VILNIUS — Lithuania’s Speaker of the Seimas (Lithuanian Parliament) Arūnas Valinskas confirmed that he would not resign from his post today despite calls to do so from President Dalia Grybauskaitė and others.

Lithuanian Speaker of the Seimas Arūnas Valinskas has been dogged by allegations of assisting gangsters. Photo used courtesy of the alfa.lt news website.

Lithuanian Speaker of the Seimas Arūnas Valinskas has been dogged by allegations of assisting gangsters. Photo used courtesy of the alfa.lt news website.

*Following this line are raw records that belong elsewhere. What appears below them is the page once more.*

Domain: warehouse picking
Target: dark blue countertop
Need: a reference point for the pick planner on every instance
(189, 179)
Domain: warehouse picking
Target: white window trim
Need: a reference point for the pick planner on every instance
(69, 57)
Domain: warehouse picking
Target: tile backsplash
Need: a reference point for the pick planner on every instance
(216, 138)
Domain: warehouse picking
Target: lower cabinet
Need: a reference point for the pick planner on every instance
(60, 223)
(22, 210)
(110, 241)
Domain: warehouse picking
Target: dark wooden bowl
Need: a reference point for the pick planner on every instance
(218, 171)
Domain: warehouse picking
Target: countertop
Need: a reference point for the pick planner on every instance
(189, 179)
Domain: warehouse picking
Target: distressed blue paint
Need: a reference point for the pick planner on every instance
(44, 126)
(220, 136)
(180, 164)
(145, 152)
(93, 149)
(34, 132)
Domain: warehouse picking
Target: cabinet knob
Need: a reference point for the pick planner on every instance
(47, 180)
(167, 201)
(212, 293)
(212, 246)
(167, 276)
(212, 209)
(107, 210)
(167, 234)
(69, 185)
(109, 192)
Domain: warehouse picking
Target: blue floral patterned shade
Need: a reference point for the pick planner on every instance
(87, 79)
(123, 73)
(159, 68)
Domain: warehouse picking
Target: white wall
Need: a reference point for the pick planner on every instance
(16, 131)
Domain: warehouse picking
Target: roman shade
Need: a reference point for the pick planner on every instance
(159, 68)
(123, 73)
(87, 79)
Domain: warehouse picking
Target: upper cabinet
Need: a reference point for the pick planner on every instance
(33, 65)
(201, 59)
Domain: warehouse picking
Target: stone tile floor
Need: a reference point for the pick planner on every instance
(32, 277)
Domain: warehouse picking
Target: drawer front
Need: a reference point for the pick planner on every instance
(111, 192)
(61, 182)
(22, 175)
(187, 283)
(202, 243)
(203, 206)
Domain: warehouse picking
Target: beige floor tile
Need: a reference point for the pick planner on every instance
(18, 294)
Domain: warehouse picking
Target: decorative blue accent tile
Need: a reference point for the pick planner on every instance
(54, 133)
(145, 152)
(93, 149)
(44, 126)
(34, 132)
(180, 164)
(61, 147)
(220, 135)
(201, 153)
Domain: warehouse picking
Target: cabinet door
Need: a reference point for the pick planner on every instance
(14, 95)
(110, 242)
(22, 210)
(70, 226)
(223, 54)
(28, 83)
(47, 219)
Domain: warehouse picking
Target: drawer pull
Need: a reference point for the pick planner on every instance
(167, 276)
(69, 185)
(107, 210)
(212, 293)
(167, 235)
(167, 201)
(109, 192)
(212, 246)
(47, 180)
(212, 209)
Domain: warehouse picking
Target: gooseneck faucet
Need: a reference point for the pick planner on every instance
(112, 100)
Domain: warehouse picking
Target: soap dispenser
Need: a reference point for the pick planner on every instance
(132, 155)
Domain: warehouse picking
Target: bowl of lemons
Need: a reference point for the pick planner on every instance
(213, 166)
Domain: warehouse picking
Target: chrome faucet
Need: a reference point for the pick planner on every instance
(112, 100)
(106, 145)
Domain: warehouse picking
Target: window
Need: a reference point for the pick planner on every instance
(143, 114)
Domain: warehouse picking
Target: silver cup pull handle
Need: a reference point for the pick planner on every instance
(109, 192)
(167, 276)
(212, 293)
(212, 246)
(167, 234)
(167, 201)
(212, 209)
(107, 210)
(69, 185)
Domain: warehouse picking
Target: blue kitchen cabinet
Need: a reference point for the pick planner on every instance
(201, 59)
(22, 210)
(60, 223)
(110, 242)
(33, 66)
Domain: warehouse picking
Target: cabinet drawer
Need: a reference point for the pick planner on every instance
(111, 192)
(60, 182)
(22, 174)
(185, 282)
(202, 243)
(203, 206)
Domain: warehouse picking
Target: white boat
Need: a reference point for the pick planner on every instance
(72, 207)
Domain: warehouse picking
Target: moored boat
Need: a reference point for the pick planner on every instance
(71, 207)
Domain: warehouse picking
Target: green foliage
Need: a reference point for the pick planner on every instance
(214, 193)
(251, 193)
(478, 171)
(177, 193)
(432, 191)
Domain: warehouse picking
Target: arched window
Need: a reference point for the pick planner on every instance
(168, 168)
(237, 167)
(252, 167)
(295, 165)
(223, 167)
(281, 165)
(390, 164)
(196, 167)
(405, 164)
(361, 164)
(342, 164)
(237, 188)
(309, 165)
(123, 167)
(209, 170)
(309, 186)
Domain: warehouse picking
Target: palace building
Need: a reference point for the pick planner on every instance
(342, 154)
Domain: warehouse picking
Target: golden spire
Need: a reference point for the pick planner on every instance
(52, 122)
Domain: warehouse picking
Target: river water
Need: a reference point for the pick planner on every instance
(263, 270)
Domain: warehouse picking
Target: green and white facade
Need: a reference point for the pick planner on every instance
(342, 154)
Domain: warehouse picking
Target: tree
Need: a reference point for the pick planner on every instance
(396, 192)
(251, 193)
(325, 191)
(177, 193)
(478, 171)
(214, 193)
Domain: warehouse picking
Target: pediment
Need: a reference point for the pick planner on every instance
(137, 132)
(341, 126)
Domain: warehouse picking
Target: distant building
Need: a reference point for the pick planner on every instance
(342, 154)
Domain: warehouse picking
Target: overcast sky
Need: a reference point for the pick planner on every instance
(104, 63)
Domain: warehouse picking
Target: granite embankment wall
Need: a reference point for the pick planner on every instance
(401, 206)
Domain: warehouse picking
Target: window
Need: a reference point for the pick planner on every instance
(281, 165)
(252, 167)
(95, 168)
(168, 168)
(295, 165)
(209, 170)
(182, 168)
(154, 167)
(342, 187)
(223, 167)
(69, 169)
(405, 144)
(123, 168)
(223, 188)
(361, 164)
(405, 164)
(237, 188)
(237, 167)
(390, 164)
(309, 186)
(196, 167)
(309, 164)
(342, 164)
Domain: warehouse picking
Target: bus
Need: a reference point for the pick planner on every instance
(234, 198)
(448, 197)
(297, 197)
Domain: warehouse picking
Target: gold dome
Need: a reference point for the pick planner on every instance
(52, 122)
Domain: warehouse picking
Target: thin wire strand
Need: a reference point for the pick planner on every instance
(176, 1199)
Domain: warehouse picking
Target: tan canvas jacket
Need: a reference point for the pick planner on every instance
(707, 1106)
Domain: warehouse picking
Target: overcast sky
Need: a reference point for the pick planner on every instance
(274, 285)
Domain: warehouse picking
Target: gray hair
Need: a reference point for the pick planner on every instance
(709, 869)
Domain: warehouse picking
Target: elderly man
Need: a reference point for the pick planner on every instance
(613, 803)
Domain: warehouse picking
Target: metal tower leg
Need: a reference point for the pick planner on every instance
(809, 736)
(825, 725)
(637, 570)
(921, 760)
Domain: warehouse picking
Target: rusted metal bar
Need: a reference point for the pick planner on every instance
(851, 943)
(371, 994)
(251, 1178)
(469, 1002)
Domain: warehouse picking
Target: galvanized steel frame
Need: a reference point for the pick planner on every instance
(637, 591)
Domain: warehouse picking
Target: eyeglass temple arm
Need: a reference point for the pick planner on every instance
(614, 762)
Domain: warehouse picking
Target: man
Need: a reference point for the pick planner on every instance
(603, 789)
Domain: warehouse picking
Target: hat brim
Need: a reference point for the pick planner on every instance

“Sorry, but I’m not going to say goodbye today,” Valinskas said in a prerecorded call to Lithuanian television networks TV3 and LNK, adding that the allegations against him were “cheap.”

Valinskas’ announcement verifies what Social Democrat Algirdas Butkevičius said this morning after he and other opposition members met with the Speaker of the Seimas.

“The parliamentary speaker said he doesn’t intend to resign,” Butkevičius said at a press conference.

Little support

Valinskas said he intends to find out whether the ruling conservative coalition will continue to support him if the opposition puts a motion of no confidence to vote.

Prime Minister Andrius Kubilius has not come out strongly against Valinskas but Grybauskaitė announced that “there’s nothing to verify anymore” and demanded that Valinskas resign immediately.

Meanwhile a recent Baltijos Tryimai poll shows Valinskas to be the least popular politician in the country with only a 14 percent approval rating.

Vilnius University professor and political analyst Kęstutis Girnius told Baltic Reports that Valinskas is only delaying the inevitable.

“The choice is not remaining Speaker of the Seimas or not. The choice is between resigning or being fired, and I think he made a very unwise choice,” Girnius said. “I think when push comes to they’ll vote him out … the chances are he’ll get no more than 20 votes.”

Girnius said the Valinskas scandal has dimmed the newly-formed National Resurrection Party’s future prospects.

“It’s a party with no future, it had no party before the scandal,” Girnius opined. “Now it’s split in half. By the time the next election comes, the politically viable members will have joined other parties.”